A year ago, I wrote a post about attending the Top Ten banquet at my school for the first time. The event is organized at the end of each year to give the top ten academically ranked students a chance to gather along with their parents and the school administrators to pay tribute to their chosen most influential teachers. I was lucky enough to be invited back this year, as the guest of a student that I’ve worked with over the past three years in English 10, AP Literature and Composition, and on the school newspaper editorial staff. Here we are in all our plaque-holding smileyness:
The Top Ten banquet was the perfect special event to mark the end of my time at my current school. Seeing students taking an evening to honor their teachers is always touching and gratifying, but in many ways this year meant so much more to me than the last. Seeing the young people who were my very first batch of sophomores during my first year at SFHS grow up and graduate has given me a taste of what it’s like to become a veteran teacher–one whom students know, trust, and come to for guidance each and every year of their high school career. Seeing this particular young man and his classmates come of age is sparking in me the first inklings of that classic realization which we all understand more the older we get: time is moving very, very quickly. And the time that we share with students in our classrooms can be quite a small space afforded to make a lifetime of impact.

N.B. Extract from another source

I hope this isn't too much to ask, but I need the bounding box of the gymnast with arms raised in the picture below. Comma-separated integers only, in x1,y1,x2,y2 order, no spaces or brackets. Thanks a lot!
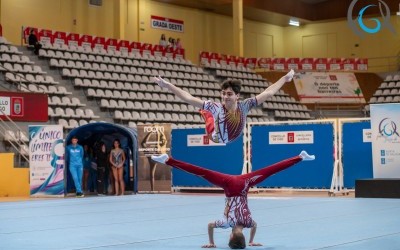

As I listened to my student give me the best tribute speech ever, I got a little teary-eyed. The emotional weight of being handed that wondrous “you meant something to my life” type of recognition is overwhelming, especially when it brings into clear focus how much time, care, work, and trust we’ve invested, hoping that our teaching will have lasting meaning. I think most teachers, from time to time, secretly dread that… maybe no good has actually been done. Maybe no matter what we do, our students will become who they will become and we’re just here to watch over them for a while. Maybe they won’t retain a dang thing I worked so hard to get across to their young, distracted minds. I know I’ve felt that way on my bad days. But then you have moments like this, where a kid who cares about you stands up and says, Hey. You made me see things I couldn’t see. You helped me learn what I am capable of. You’ve made me want to be better. I wouldn’t be who I am without you, and I will not forget it. And when that happens, you remember all kinds of things about why you chose this career in the first place.
Endless thanks to all my SF kids for being my shipmates on this six-semester voyage. I won’t forget you, either.